Galaxy S8: First Device To Use Bluetooth 5


This week, the whole world got caught up in the excitement of Samsung’s unveiling of its two latest Galaxy devices -- the Galaxy S8 and the Galaxy S8 Plus. The two new phablets are indeed impressive handsets and many even believe that the flagship offerings will inject renewed vigor in the world of mobile (which has suffered slowed growth in the last few quarters), and perhaps get consumers to buy new smartphones again. 

But lost in all that noise is the fact that the Galaxy S8 and the Galaxy S8 Plus are the first ever devices to make full use of Bluetooth 5, the newest iteration of Bluetooth wireless tech. For those not familiar with Bluetooth 5, it happens to be capable of achieving two times the connection speed of Bluetooth 4.2 (the previous version) and four times the range. To put that into context, Bluetooth 5 basically allows users to connect to smartwatches and other wearable devices with better responsiveness. Also, smart home devices can connect from a farther distance compared to what we are used today.

Granted, one can only truly appreciate the enhanced capabilities of Bluetooth 5 when two devices that have support for the wireless tech are connecting to each other. Still, with Samsung’s newest flagship devices firmly in on the fun, there is no doubt that other device makers should follow suit. 
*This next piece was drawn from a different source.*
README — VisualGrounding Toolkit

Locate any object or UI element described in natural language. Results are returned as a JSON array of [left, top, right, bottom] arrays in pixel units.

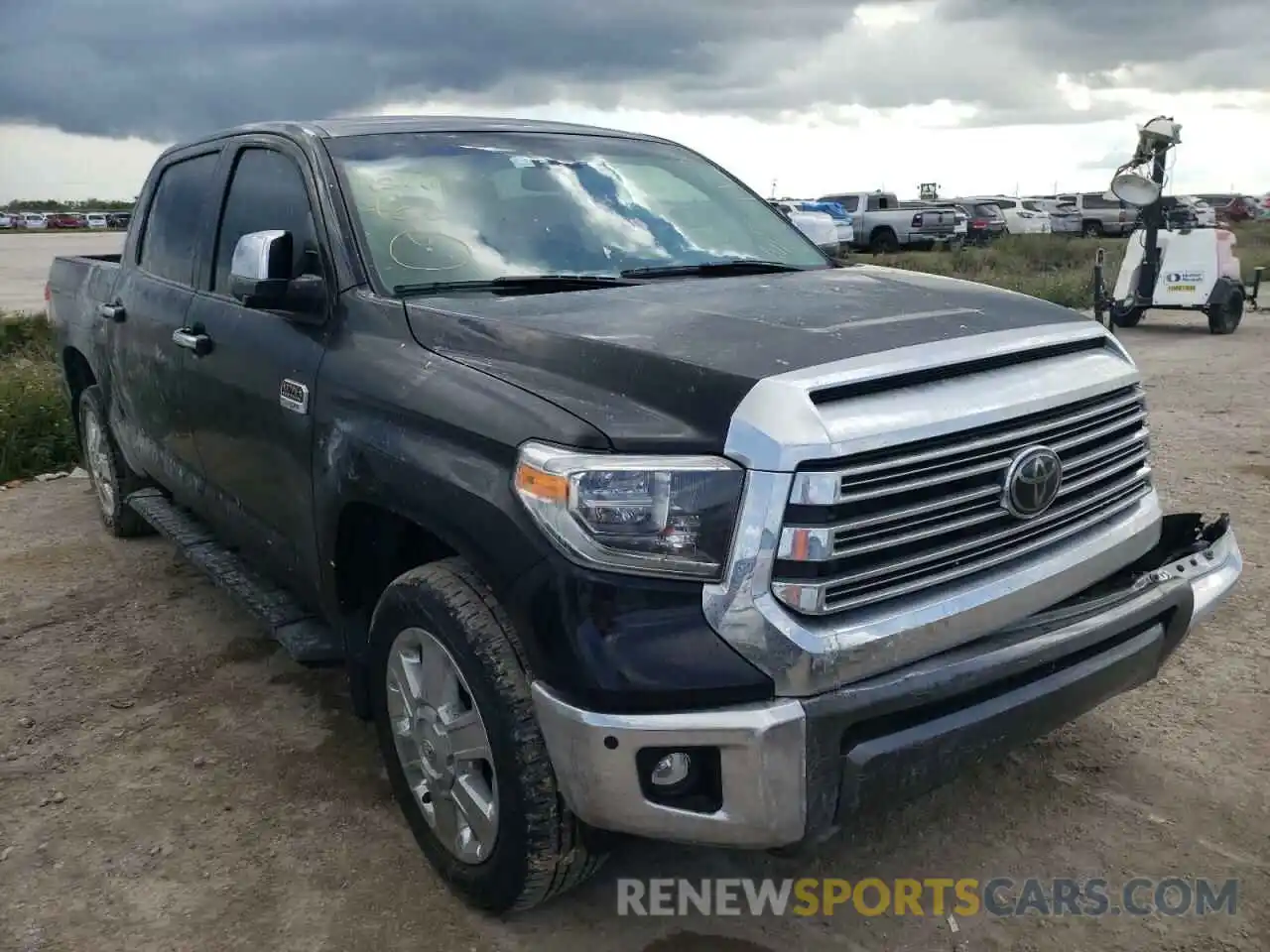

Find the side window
[[212, 149, 321, 295], [137, 153, 219, 285]]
It also good to remember that despite Bluetooth 5’s leap in technology, it still is not perfect. To cite an example, Bluetooth 5 still not that good in transmitting higher quality wireless audio (the good news is that this is coming a year from now), which means that wireless Bluetooth headphones for now will still not improve in terms of overall sound. 

Bluetooth 5 was first announced back in December of last year. Apart from delivering many improvements upon the previous version, Bluetooth 5 also has the advantage of more efficient interoperability and compatibility with other forms of wireless technology, especially long term evolution (LTE) tech.

As explained by Steve Hegenderfer, the director of Developer Programs at the Bluetooth Special Interest Group, Bluetooth 5 will coexist with Wi-Fi in ways never witnessed before. This coexistence is critical because of the increasing popularity of the Internet of Things. Much has been said about how the success of IoT is dependent on how well LTE can handle several connected devices, but the reality is that in a truly connected world, all sorts of gadgets will connect to each other using every option available, including Bluetooth.